22. Composición según cualquiera de las reivindicaciones 1-21, en la que dicha molécula portadora tiene un resto de unión a célula diana a través del que puede unirse a una célula diana y mediante lo cual el complejo puede entrar más rápidamente en la célula diana.

23. Composición según 22, en la que el resto de unión a célula diana es un anticuerpo o un fragmento de unión específico de un anticuerpo.

24. Composición según la reivindicación 23, en la que el anticuerpo se une específicamente a pIgR.

25. Composición según la reivindicación 23, en la que el anticuerpo se une específicamente a CD4 o gp120.

26. Composición según la reivindicación 22, en la que el resto de unión a célula diana es una lectina o un hidrato de carbono.

27. Composición según la reivindicación 26, en la que el resto de unión a célula diana es un hidrato de carbono seleccionado del grupo que consiste en galactosa, lactosa, manosa y manosa-6-fosfato.

28. Composición según la reivindicación 22, en la que el resto de unión a célula diana es un péptido o una proteína.

29. Composición según la reivindicación 28, en la que el resto de unión a célula diana se selecciona del grupo que consiste en insulina, factor de crecimiento epidérmico, factor de necrosis tumoral, prolactina, gonadotropina coriónica, hormona foliculoestimulante, hormona luteinizante, glucagón, lactoferrina, transferrina, apolipoproteína E, gp120 y albúmina.

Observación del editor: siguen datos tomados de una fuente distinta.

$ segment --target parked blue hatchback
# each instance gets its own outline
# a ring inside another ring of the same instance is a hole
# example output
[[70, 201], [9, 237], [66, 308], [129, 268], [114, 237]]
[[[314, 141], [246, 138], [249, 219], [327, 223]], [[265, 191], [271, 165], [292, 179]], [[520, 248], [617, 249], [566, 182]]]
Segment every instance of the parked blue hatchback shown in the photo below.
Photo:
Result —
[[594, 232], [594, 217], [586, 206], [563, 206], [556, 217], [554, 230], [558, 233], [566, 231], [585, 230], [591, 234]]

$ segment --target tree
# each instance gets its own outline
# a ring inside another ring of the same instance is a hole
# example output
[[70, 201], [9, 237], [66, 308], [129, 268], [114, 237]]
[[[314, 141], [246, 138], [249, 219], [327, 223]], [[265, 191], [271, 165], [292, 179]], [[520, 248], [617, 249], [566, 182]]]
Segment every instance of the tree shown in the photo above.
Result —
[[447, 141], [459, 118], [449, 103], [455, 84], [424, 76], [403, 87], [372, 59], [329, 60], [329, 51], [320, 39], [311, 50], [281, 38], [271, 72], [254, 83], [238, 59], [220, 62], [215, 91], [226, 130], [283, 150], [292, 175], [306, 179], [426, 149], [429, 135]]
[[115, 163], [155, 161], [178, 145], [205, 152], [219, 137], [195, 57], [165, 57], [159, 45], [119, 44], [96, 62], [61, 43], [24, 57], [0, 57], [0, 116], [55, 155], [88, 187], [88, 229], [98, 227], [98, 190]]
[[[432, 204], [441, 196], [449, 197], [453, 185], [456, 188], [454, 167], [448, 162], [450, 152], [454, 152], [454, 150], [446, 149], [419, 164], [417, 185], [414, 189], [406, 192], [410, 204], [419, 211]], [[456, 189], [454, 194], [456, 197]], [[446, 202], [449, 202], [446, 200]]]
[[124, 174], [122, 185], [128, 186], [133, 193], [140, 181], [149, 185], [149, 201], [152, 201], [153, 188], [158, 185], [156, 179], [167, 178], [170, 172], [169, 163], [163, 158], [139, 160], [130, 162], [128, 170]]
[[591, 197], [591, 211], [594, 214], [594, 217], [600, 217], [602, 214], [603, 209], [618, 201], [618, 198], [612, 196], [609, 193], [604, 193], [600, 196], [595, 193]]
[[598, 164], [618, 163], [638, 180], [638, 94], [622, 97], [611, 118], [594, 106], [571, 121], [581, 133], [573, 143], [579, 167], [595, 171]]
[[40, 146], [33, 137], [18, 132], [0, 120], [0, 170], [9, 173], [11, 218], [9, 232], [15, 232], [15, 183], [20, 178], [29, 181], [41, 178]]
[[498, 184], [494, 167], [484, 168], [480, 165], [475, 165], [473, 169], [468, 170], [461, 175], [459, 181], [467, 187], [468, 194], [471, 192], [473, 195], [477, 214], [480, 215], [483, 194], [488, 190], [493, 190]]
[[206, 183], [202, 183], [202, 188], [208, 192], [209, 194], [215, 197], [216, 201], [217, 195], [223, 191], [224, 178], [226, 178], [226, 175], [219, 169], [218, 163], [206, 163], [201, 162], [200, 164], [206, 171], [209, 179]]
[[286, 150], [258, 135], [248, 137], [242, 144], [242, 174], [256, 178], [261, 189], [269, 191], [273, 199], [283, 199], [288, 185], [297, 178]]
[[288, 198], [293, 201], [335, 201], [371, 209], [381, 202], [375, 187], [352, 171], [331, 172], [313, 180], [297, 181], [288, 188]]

30. Composición según cualquiera de las reivindicaciones 22-29, en la que el resto de unión a ácido nucleico está unido covalentemente al resto de unión a célula diana.

31. Composición según cualquiera de las reivindicaciones 1-30, en la que el ácido nucleico está encapsulado en un liposoma.

32. Composición según cualquiera de las reivindicaciones 1-31, para su uso como medicamento.